Merlín, el mago celta de la tradición bretona unida a la Santa Compaña gallega, se pasea por las calles de Vigo hasta la orilla atlántica. Bajo la neblina se percibe a los percebeiros en las islas de Sinbad, saludando al alcalde de Vigo, Abel Caballero. Allí habitan princesas encantadas y barbudas, sirenas doloridas y enlutadas o demonios enmascarados; los personajes artúricos, carolingios o griegos se mezclan con los paisanos de Pontevedra, ahogados en las antiguas Mareas, desconocedores de Sumar y del PSdeG-PSOE.

Son los de siempre, la gente que desfila por Las crónicas de sochantre y que vota al PP de Manuel Fraga, Rajoy, Feijóo y Rueda, una maquinaria transversal vencedora por puro galleguismo rural; han ganado los hablantes en una variable aterciopelada y oída mil veces bajo el maderamen del desván, junto a viejas maletas y otras bambalinas. La lengua materna de los que escriben autos bilingües y cantan quen poidera namorala, entre empanadas de lamprea.

El PP es el partido que repatrió el cuerpo yacente de Castelao, padre del nacionalismo gallego, orgullo de la fertilidad poética de un país imaginado y mestizo; manual y marisquero, banal y venturoso, rico y pobre al mismo tiempo, siempre dispuesto al lado amable del hablar en buen romance. Son los restos revividos de los antiguos tertulianos del Café Español o del Derby, en Santiago de Compostela, a pocas manzanas del Obradoiro. Gentes de bien, practicantes del galleguismo sin ira, compañeros ante la contrariedad, turiferarios de cuaresma y vía crucis, fondeadores del centollo frente al huracán, la cólera de Neptuno.

La España socialista ha perdido su implantación territorial y donde la mantiene, como en Castilla-La Mancha, es vilipendiada por García-Page, el último cónsul jacobino. A pocas semanas de las elecciones vascas, empieza a dilucidarse el socialismo vaciado de Sánchez.
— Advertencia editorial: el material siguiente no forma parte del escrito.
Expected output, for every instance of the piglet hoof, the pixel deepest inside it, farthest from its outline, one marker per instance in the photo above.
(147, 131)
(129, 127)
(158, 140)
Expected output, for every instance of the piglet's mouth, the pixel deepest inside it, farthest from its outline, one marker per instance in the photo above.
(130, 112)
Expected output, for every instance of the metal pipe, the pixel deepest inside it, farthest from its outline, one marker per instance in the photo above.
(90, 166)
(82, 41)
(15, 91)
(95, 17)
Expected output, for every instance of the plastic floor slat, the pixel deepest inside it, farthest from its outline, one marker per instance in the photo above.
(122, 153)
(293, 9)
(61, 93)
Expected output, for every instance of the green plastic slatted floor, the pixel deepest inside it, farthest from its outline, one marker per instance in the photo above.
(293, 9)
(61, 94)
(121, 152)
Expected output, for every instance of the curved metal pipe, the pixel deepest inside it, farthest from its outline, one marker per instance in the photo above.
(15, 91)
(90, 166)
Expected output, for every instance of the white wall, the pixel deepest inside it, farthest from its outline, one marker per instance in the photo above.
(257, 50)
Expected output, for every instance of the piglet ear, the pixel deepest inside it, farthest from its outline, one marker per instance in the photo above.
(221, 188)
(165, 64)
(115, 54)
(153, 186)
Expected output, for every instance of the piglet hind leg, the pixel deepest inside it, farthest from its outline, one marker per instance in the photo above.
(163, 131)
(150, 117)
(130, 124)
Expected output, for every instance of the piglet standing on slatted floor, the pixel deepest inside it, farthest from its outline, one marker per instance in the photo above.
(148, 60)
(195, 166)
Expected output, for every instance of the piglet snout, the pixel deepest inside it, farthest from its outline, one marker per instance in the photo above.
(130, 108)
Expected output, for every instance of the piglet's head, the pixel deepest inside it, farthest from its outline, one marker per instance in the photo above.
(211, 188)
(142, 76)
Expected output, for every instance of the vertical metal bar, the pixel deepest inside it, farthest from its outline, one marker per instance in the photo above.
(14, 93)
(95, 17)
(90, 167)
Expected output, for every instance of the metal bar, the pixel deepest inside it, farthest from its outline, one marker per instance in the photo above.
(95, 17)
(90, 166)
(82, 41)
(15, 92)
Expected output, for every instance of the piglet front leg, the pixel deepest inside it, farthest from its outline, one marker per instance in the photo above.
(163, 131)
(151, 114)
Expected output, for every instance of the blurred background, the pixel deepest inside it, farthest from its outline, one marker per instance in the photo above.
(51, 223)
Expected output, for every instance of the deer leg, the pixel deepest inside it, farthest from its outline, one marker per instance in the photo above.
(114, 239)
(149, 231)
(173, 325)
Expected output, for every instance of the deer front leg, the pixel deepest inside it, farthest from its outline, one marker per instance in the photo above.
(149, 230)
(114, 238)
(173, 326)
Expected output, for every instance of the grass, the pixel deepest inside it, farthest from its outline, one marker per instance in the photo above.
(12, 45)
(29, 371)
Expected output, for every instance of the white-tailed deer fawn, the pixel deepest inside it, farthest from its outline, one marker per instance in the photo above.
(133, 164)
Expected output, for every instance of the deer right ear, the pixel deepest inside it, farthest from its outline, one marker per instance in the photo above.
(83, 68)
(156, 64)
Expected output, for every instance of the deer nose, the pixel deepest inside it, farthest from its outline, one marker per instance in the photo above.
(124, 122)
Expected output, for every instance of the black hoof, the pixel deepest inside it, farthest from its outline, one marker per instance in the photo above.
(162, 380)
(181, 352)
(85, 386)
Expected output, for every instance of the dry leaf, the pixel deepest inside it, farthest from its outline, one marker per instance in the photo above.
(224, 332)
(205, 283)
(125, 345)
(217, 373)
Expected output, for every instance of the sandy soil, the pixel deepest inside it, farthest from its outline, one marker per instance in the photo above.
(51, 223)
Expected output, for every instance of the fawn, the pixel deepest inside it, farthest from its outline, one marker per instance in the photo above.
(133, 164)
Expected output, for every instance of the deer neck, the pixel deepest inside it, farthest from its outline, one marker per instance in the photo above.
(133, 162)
Rueda se reinstala en la Xunta, mientras el BNG, el antiguo partido, inspirado por el centralismo democrático de Beiras y Anxo Quintana, adquiere al fin el carácter multicolor de quienes creen en Ana Pontón, la lideresa de pacífico encaje federalista.

Pontón es la fuerza tranquila frente al force de frappe de Puigdemont, que naufraga simbólicamente en Costa da Morte, mirando a Finisterre, y sin moverse de Waterloo. Para facilitar la ley de amnistía, el expresident fugado trató de alcanzar la tierra firme del BNG, el galleguismo urbano en A Coruña, pero no llegó ni a las playas de matiz normanda.

Puigdemont pierde indirectamente sobre el tablero nacional. Y se vuelca de nuevo contra la yugular del Estado constitucional, al trasladar al Parlament la admisión a trámite de una iniciativa legislativa popular que pide declarar la independencia de Cataluña, con los votos de Junts y la CUP. Tiene previsto recoger las 50.000 firmas exigidas por el reglamento de la Cámara para que empiece la tramitación parlamentaria. Es el eterno retorno de Junts a la casilla de salida, en el momento en que se hace visible que el Consell de la República pierde comba cada día.

Supongo que Puigdemont quiso ver, antes de su derrota a larga distancia, la Torre de Hércules, el balcón atlántico. No le conviene negociar con un Pedro Sánchez debilitado en la España interior y convertido en un líder a la defensiva en la última fase de la negociación de la ley de amnistía, prorrogada por la Mesa del Congreso. Antes del último asalto le aconsejo recorrer el Orzán, mientras cae la tarde.

Galicia, escuela de curanderos, le ha mostrado al soberanismo catalán que la afición evanescente de caminar colgados de un paraguas volador es mejor que la guerra y el resentimiento del mal perder. El galleguismo es el ahogo del soberanismo. Una promesa frágil, pero dispuesta para los que beben agua como el que “bebe sueños” y especialmente provechosa para los que abrazan la morriña y la saudade de los que traen “prisa, miedo y limosna cargados en su espalda, hasta las puertas del Paraíso”. La ceguera de Sánchez en la última semana de la campaña gallega alimenta a Pontón y abre la victoria acostumbrada del PP.

Pero el derrotado, aparentemente indemne, de las elecciones gallegas es Puigdemont, una referencia exasperante de la ruptura; él anuncia el dolor amargo de la derrota ante el todo o nada. En cambio, la Galicia de Pontón marca el camino de las periferias; es parte del realismo mágico que hay en las cruces y tabernas de las Rías que huelen el azafrán y la rosa.